Age-matched mice were weighted and organs growth was followed after birth. a, Body weight of females and males recorded from 30 to 93 days after birth. b, Length of mice at 93 days, expressed as mean ± s.d. (n=8). c, Relative weight of indicated organs was calculated as the ratio between organ/body weight. Values represent mean ± s.d. (n=8). d, Percentage of PCNA-positive cells in 9-days old livers (n=4) and e, Corresponding representative immunohistochemical staining. Scale bar, 100 μm. f, Representative result of western blot analysis of eIF6 expression in organs from eIF6^+/+ and eIF6^+/− adult mice; bottom, densitometric analysis normalised to actin levels. *, P ≤ 0.01, **, P ≤ 0.05.

Figure 2. eIF6 reduction results in 80S complex accumulation and a blunted translational response to insulin

a, Polysomal profiles from livers showing the different amount of 80S ribosomal complex and polysomes between eIF6^+/+ and eIF6^+/−, in vivo. b, ³⁵S-Methionine labelling experiments in isolated primary hepatocytes stimulated with 100 nM insulin (Ins). Basal rate of translation is indicated as 100%. Increase of translation is not detected in eIF6^+/− hepatocytes upon insulin stimulation. c, Polysomal profile indicates 80S accumulation in heterozygous cells and d, Representative ³⁵S-Methionine labelling of MEFs shows a blunted response to insulin in eIF6^+/−. e, lentiviral-induced re-expression of wt eIF6 results in de novo insulin stimulation of methionine incorporation, whereas (f) lentiviral-induced re-expression of eIF6^Ser235Ala does not. All data represent mean ± s.d. of three independent experiments. *, P ≤ 0.01, **, P ≤ 0.05.

Figure 3. eIF6 reduction in the cytoplasmic compartment does not affect 60S ribosomal biogenesis

a,eIF6 distribution analysed in the nucleolus by anti-eIF6 immunostaining of primary MEFs. Nucleolar staining with anti-nucleophosmin (NPM) merged with anti-eIF6 (MERGE) shows nucleolar eIF6, in eIF6^+/− MEFs compared to wt. Scale bar, 3 μm. b, Northern blot analysis of steady-state levels of 25S precursors in het. MEFs and livers, and corresponding ethidium bromide staining (c). d, siRNA of eIF6 in NIH3T3 (f) neither abolishes nucleolar staining (g) nor rRNA processing (h).

Figure 4. eIF6 reduction impairs G1/S progression in synchronised cells and causes reduced transformation

a,FACS analysis of asynchronous MEFs.
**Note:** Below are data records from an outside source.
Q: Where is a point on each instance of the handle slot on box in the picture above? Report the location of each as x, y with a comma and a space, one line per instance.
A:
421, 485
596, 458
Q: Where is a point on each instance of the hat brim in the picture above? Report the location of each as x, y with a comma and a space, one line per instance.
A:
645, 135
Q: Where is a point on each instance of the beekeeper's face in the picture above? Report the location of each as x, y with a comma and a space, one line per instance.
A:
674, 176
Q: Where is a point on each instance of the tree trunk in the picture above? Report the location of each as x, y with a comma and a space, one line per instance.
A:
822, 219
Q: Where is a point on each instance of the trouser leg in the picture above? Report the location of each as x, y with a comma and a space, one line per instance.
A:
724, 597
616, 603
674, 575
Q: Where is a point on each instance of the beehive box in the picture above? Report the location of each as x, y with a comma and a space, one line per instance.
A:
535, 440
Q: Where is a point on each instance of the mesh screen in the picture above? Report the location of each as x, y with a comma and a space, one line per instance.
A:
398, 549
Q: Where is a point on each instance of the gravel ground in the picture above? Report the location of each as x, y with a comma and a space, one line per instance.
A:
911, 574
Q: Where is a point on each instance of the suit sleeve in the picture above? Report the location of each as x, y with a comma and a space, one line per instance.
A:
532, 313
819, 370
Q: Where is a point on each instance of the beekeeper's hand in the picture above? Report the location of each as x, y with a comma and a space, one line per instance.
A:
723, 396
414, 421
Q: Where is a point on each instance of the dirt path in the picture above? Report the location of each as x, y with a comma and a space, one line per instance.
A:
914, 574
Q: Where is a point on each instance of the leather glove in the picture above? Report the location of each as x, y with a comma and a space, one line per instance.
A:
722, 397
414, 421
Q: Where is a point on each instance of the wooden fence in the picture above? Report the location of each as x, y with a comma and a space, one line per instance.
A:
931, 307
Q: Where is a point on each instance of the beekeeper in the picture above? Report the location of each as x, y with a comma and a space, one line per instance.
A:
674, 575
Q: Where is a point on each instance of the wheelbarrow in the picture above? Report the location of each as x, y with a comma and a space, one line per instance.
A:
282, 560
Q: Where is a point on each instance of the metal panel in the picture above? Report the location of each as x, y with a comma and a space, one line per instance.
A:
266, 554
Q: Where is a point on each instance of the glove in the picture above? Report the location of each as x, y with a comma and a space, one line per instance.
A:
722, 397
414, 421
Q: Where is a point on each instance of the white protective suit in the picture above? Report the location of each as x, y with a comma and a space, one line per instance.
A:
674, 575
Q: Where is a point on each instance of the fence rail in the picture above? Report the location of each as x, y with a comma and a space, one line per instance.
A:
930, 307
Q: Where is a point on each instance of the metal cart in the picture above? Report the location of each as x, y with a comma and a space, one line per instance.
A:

No significant differences in cell cycle distribution are observed between eIF6^+/+ and eIF6^+/− MEFs. b, ³H-Thymidine labelling of synchronised cells shows a delay in S-phase entry. c–d, Soft agar assay of asynchronous MEFs transformed with DNp53 plus H-ras^V12 (n=6) and with Myc plus H-ras^V12 (n=6). Number of colonies expressed as mean ± s.d indicates that cellular potential to undergo transformation is impaired in eIF6^+/− MEFs.